7 Replies Latest reply on Nov 6, 2008 9:09 AM by Shane Bryzak

    Using PermissionManager correctly

    Naresh Bhatia Newbie

      I am trying to understand how to use PermissionManager correctly. I want to do a query which gets me all objects of a certain type on which the logged in user can perform a certain action. For example, get me all Accounts that I have view permission on. How do I do that? I would have thought that PermissionManager.listPermissions() method would do something like that, but I don't think that is the intended usecase.


      Is the PermissionSearch class supposed to do something like this (there is no javadoc on this class).


      Thanks.
      Naresh

        • 1. Re: Using PermissionManager correctly
          Shane Bryzak Master

          Unfortunately you cannot execute database queries directly that take into account user permissions (that would be black magic indeed), however once you do have a query result you can filter the list of entities using Identity.filterByPermission(). 


          The PermissionSearch component is actually an action component used for creating a permission management view (see the seamspace example for its usage).

          • 2. Re: Using PermissionManager correctly
            Naresh Bhatia Newbie

            Shane, I don't readily see how to do what you suggest. It seems that listPermissions(Object target) will list permissions for a single target, whereas I am trying to get permissions for a target type (for the specified recipient). I am not necessarily looking to execute database queries myself, but I think that the API ought to support something like this.

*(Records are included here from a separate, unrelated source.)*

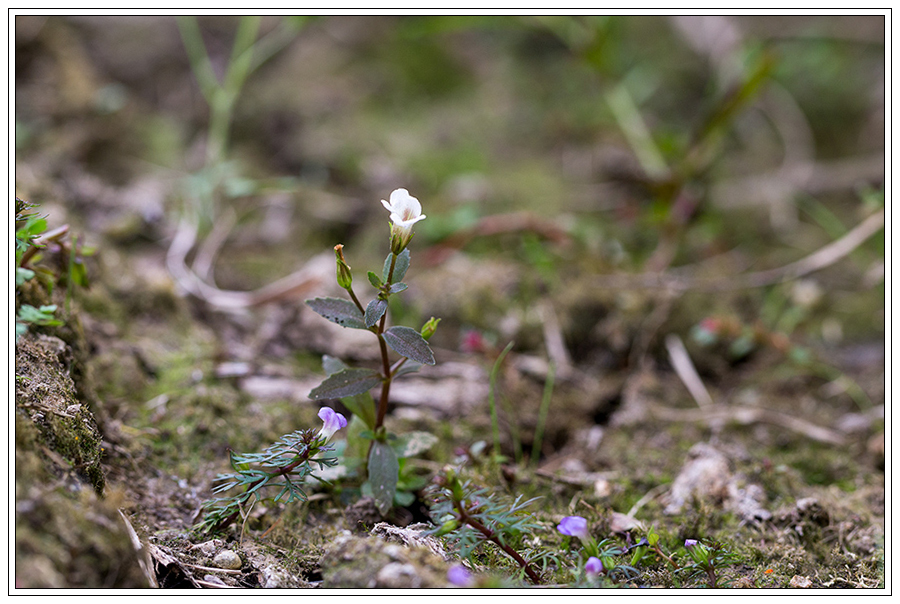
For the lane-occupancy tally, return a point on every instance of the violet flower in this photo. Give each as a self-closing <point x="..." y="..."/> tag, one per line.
<point x="334" y="421"/>
<point x="594" y="566"/>
<point x="574" y="526"/>
<point x="459" y="576"/>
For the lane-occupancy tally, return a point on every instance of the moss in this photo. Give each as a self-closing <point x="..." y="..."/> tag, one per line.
<point x="46" y="394"/>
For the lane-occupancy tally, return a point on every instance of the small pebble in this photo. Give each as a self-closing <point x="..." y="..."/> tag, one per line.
<point x="227" y="559"/>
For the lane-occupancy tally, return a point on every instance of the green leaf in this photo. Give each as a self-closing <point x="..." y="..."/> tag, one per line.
<point x="409" y="343"/>
<point x="404" y="498"/>
<point x="409" y="367"/>
<point x="23" y="275"/>
<point x="347" y="382"/>
<point x="384" y="470"/>
<point x="363" y="407"/>
<point x="343" y="312"/>
<point x="400" y="267"/>
<point x="374" y="311"/>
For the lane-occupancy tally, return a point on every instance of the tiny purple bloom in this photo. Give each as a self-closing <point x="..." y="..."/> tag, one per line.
<point x="334" y="421"/>
<point x="574" y="526"/>
<point x="593" y="566"/>
<point x="459" y="576"/>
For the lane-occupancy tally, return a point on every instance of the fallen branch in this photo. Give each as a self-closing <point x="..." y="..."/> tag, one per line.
<point x="822" y="258"/>
<point x="717" y="414"/>
<point x="684" y="367"/>
<point x="185" y="239"/>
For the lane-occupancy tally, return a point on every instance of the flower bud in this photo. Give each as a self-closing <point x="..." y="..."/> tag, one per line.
<point x="429" y="328"/>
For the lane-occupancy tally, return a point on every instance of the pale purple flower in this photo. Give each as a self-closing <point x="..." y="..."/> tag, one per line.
<point x="593" y="566"/>
<point x="574" y="526"/>
<point x="405" y="212"/>
<point x="459" y="576"/>
<point x="334" y="421"/>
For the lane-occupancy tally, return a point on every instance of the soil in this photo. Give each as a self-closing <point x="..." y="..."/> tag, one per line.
<point x="125" y="415"/>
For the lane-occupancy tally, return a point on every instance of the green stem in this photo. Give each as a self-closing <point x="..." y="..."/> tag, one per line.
<point x="385" y="359"/>
<point x="489" y="534"/>
<point x="495" y="424"/>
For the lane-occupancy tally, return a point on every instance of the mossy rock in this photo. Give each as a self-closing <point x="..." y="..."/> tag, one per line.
<point x="47" y="396"/>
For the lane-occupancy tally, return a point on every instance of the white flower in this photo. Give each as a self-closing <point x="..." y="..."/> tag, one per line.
<point x="334" y="421"/>
<point x="405" y="211"/>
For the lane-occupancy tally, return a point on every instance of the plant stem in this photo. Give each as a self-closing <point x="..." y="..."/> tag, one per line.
<point x="488" y="533"/>
<point x="302" y="457"/>
<point x="385" y="359"/>
<point x="495" y="424"/>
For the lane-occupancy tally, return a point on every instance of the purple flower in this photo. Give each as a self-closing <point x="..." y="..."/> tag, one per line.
<point x="593" y="566"/>
<point x="459" y="576"/>
<point x="334" y="421"/>
<point x="574" y="526"/>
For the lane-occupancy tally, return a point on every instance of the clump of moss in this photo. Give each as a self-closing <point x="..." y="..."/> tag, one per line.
<point x="46" y="394"/>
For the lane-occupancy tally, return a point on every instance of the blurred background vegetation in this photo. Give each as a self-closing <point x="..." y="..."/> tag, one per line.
<point x="605" y="144"/>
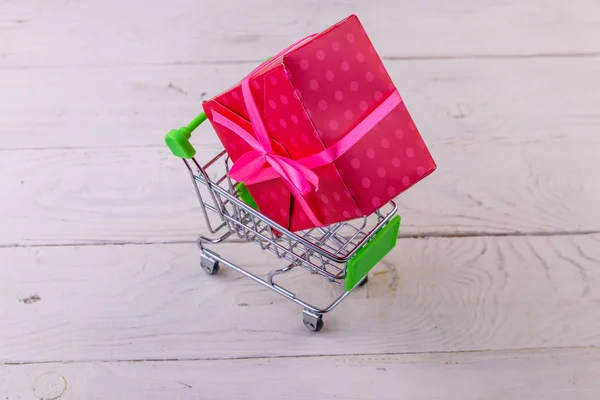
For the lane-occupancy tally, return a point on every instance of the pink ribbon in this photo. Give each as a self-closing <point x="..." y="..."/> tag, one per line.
<point x="297" y="174"/>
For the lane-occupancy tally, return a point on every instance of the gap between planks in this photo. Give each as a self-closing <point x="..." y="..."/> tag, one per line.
<point x="410" y="357"/>
<point x="409" y="236"/>
<point x="258" y="61"/>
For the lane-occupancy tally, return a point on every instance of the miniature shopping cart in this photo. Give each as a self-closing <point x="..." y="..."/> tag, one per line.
<point x="342" y="253"/>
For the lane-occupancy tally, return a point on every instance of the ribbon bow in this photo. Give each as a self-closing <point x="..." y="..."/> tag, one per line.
<point x="297" y="174"/>
<point x="301" y="178"/>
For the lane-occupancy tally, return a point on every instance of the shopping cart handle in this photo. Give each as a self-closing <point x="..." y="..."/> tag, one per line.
<point x="178" y="140"/>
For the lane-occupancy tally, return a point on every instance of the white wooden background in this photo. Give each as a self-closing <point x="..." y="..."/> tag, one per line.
<point x="493" y="291"/>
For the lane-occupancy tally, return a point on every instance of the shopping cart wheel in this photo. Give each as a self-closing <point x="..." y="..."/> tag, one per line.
<point x="209" y="265"/>
<point x="312" y="321"/>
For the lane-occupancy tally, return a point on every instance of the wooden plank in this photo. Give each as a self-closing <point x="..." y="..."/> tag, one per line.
<point x="57" y="33"/>
<point x="506" y="164"/>
<point x="145" y="195"/>
<point x="146" y="302"/>
<point x="536" y="375"/>
<point x="458" y="101"/>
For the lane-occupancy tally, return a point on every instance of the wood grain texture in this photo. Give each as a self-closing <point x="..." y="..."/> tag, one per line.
<point x="536" y="375"/>
<point x="147" y="302"/>
<point x="61" y="32"/>
<point x="462" y="102"/>
<point x="145" y="195"/>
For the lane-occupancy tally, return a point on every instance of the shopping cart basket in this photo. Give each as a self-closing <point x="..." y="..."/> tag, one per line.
<point x="342" y="253"/>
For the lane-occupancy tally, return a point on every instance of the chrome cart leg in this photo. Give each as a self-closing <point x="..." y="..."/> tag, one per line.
<point x="312" y="321"/>
<point x="208" y="264"/>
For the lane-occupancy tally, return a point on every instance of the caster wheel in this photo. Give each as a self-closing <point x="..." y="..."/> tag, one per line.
<point x="312" y="321"/>
<point x="209" y="265"/>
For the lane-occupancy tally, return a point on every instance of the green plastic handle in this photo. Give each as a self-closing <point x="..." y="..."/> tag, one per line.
<point x="178" y="140"/>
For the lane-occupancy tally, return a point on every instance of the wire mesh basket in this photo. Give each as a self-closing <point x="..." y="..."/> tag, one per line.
<point x="342" y="253"/>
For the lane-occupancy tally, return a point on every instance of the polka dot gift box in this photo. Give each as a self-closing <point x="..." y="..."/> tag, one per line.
<point x="319" y="133"/>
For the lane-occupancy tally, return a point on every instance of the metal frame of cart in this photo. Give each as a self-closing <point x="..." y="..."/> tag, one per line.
<point x="342" y="253"/>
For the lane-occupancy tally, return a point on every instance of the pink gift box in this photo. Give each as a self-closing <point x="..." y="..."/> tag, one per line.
<point x="312" y="98"/>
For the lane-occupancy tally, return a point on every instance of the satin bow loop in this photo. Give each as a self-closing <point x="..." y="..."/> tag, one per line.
<point x="300" y="177"/>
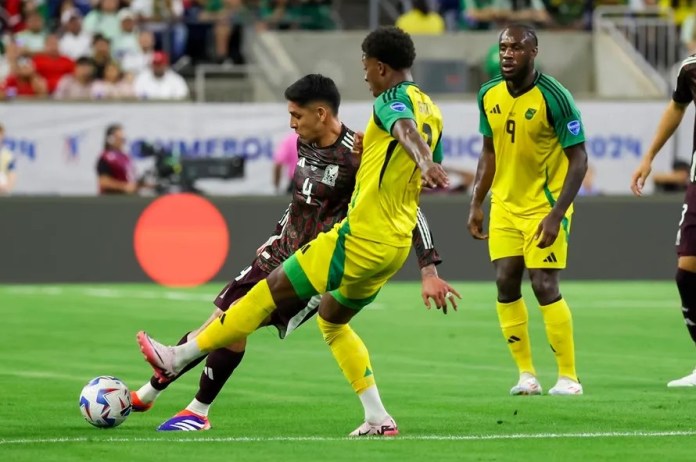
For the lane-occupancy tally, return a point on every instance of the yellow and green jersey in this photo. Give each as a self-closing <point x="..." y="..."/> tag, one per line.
<point x="388" y="182"/>
<point x="529" y="134"/>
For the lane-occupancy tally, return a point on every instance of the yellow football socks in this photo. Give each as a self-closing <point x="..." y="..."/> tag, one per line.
<point x="350" y="353"/>
<point x="559" y="331"/>
<point x="514" y="321"/>
<point x="240" y="320"/>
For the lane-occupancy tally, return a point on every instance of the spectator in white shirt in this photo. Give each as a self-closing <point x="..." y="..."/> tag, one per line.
<point x="103" y="19"/>
<point x="160" y="82"/>
<point x="75" y="42"/>
<point x="164" y="19"/>
<point x="31" y="40"/>
<point x="126" y="42"/>
<point x="138" y="61"/>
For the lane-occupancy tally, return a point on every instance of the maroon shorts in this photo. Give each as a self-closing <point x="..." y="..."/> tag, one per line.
<point x="686" y="236"/>
<point x="287" y="316"/>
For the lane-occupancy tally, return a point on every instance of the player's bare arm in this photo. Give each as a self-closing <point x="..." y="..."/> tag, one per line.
<point x="433" y="287"/>
<point x="548" y="229"/>
<point x="437" y="289"/>
<point x="485" y="171"/>
<point x="357" y="143"/>
<point x="406" y="133"/>
<point x="671" y="118"/>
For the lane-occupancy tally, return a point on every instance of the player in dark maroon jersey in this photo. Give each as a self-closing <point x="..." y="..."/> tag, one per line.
<point x="322" y="187"/>
<point x="115" y="168"/>
<point x="683" y="96"/>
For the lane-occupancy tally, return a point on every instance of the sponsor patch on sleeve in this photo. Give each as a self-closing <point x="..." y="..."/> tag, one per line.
<point x="574" y="127"/>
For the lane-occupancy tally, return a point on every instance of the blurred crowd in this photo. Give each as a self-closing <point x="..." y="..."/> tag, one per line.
<point x="125" y="49"/>
<point x="438" y="16"/>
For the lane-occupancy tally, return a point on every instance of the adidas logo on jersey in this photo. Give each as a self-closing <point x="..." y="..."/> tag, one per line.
<point x="551" y="258"/>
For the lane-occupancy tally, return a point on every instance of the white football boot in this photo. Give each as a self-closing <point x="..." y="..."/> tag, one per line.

            The usecase I am trying to implement is fairly common for permissions management. My application manages thousands of accounts and I want to give different kinds of access to different users/groups. When a user goes to the account screen, they should be able to see only the accounts on which they have view permission. I don't see how I can use the query result from listPermissions() to do this.

            • 3. Re: Using PermissionManager correctly
              Shane Bryzak Master

              Your code should look something like this:


              public List<Account> viewAccounts()
              {
                List<Account> accounts = entityManager.createQuery("select a from account a")
                  .getResultList();
              
                Identity.instance().filterByPermission(accounts, "view");
              
                return accounts;
              }



              What this method will do is return a list of Account objects for which the currently authenticated user has the view permission.

              • 4. Re: Using PermissionManager correctly
                Naresh Bhatia Newbie

                Yep, I see how that would work. The only concern I have is that the unconditional query will pull in a million records from the database - this will certainly not scale very well.


                A side question - how does Identity.filterByPermission() figure out how to filter the provided collection of targets? Looking at the SeamSpace example, targets are identified in the AccountPermission table by strings in the format classname:id (e.g. MemberImage:5). How does Identity.filterByPermission() know where to split this string and match it to target objects? I tried to follow the code starting from filterByPermission() through resolvers etc. but could not figure out where this was happening.


                Thanks.
                Naresh

                • 5. Re: Using PermissionManager correctly
                  Shane Bryzak Master

                  Unfortunately there's no easy way to filter the query itself by permissions.  I'm not saying it would be impossible, however there would be many many issues to overcome to actually do this.


                  As for how the actual objects are filtered out of the result list, take a look at PersistentPermissionResolver.filterSetByAction().  What it does is request a list of Permission objects for the set of targets from the PermissionStore, then iterates through each of the target objects to check if its permission exists in the list.  If not, it gets removed.

                  • 6. Re: Using PermissionManager correctly
                    Naresh Bhatia Newbie

                    Getting closer :-). So my question is about line 129 in PersistentPermissionResolver.filterSetByAction():


                    if (permission.getTarget().equals(target))



                    How can this ever be true? As I understand it, permission.getTarget() will return a String like MemberImage:5 (see below) whereas target is an object of type MemberImage. These cannot be equal.


                    insert into AccountPermission (permissionId, recipient, target, action, discriminator)
                    values (1, 'friends', 'MemberImage:5', 'view', 'role');



                    I am sure I am missing something.


                    Naresh

                    • 7. Re: Using PermissionManager correctly
                      Shane Bryzak Master

                      Target is the target object - don't be too concerned about the identifiers that are persisted in the database, these are just an implementation detail.